Accounting rules for insurers around the world are widely viewed as so complex and murky that many professional analysts don’t even understand them, so the grumbling from Canadian insurers has largely fallen on deaf ears. But their views got some high-profile backing this week when Moody’s and Standard & Poor’s issued reports highlighting how tough Canadian accounting rules are on insurers when stock markets and interest rates are depressed.
Beyond the company’s balance sheets, the issue is having a real impact on their operations. Manulife sold a reinsurance business to U.S. insurer Pacific Life Insurance Co. this summer, in large part because the U.S. firm will face looser accounting and capital rules for that unit.
Proponents of the Canadian regime argue that it’s more conservative, forcing insurers to be extra safe when markets are tough, and then letting them relax when conditions are good again. If the economy is entering a period such as the Great Depression, where interest rates and stock markets are low for a long period of time, then there will be a reckoning for U.S. insurers, while Canadian insurers will have already taken the hit.
On the other hand, if interest rates and markets rebound, Canadian insurers will be able to boost their profits by releasing some of the reserves they’ve socked away.
In the meantime, investors looking at U.S. and Canadian insurers are comparing apples to oranges, Manulife executives suggested Thursday.
“You look at companies in a much more fragile position than us in the United States that are increasing dividends and buying back stock…” Manulife chief executive Don Guloien said on a conference call. But, aside from lobbying accounting authorities and regulators, there’s little Canadian firms can do. “It is what it is. We don’t have roller skates,” Mr. Guloien said.
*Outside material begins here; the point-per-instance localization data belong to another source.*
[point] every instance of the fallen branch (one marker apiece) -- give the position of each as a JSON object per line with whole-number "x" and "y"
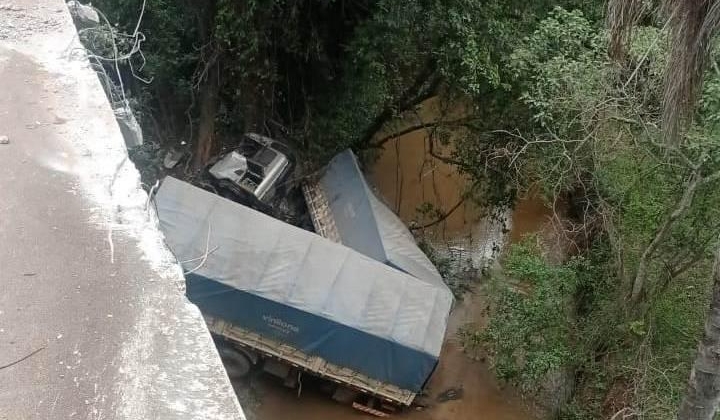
{"x": 204, "y": 257}
{"x": 22, "y": 358}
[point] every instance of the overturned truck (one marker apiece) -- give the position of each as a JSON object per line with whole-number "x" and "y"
{"x": 295, "y": 302}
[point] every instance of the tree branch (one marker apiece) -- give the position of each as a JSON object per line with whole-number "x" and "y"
{"x": 413, "y": 95}
{"x": 441, "y": 218}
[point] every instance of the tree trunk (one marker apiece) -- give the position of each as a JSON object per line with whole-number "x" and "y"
{"x": 682, "y": 208}
{"x": 703, "y": 393}
{"x": 209, "y": 102}
{"x": 209, "y": 85}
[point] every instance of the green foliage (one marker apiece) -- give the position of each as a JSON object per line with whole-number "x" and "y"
{"x": 534, "y": 327}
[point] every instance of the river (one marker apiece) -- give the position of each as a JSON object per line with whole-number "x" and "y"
{"x": 406, "y": 176}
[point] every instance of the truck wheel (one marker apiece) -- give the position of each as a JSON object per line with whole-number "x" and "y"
{"x": 236, "y": 363}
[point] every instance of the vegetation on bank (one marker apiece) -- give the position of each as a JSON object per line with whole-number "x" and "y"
{"x": 545, "y": 106}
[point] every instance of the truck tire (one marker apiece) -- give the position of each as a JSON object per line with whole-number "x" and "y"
{"x": 237, "y": 364}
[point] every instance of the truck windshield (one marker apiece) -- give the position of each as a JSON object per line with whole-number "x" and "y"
{"x": 264, "y": 157}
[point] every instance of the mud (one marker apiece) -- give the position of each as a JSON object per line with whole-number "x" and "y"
{"x": 482, "y": 397}
{"x": 405, "y": 175}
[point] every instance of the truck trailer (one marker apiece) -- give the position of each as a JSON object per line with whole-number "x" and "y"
{"x": 296, "y": 302}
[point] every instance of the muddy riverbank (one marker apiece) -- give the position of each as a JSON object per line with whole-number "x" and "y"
{"x": 406, "y": 177}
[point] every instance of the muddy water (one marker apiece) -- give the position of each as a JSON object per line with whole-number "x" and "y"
{"x": 406, "y": 176}
{"x": 481, "y": 397}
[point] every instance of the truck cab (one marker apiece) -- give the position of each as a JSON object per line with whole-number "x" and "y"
{"x": 255, "y": 173}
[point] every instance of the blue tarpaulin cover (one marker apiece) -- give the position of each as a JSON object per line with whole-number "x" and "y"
{"x": 367, "y": 225}
{"x": 294, "y": 286}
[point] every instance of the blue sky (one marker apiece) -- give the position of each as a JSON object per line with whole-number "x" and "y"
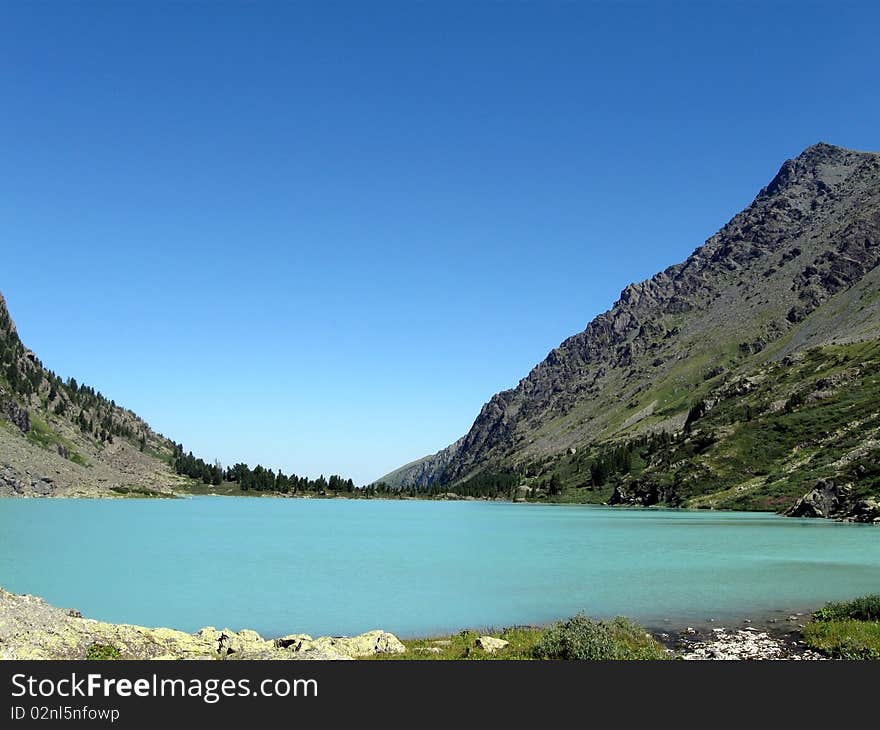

Under Canadian accounting rules, Manulife posted a $312-million loss last year. Under U.S. rules, it would have earned $1.7-billion.
Sun Life has stopped disclosing what its earnings would be under U.S. rules – it used to give both sets of numbers – but outgoing CEO Don Stewart said the insurer’s results would have been better this quarter under U.S. rules. Sun Life reported a loss of $621-million.
Dean Connor, Sun Life’s CEO-in-waiting, says the accounting rules penalize Canadian insurers by requiring them to “mark to market” more of their assets and liabilities at the end of each quarter – that is, to base them on the market conditions at that moment.
“It can have a significant effect as you [make present-value calculations for] 30 or 40 years of future experience into one moment of time,” he said in an interview. “That creates enormous volatility ... mark-to-market is of dubious value to users of financial statements.”
Mr. Guloien stressed yesterday that investors need to keep the accounting differences in mind when evaluating Manulife. Between the company’s reserves and capital levels and the hedging programs it’s put in place to protect against its risks, “this has to be one of the most secure institutions on the face of the earth,” he said.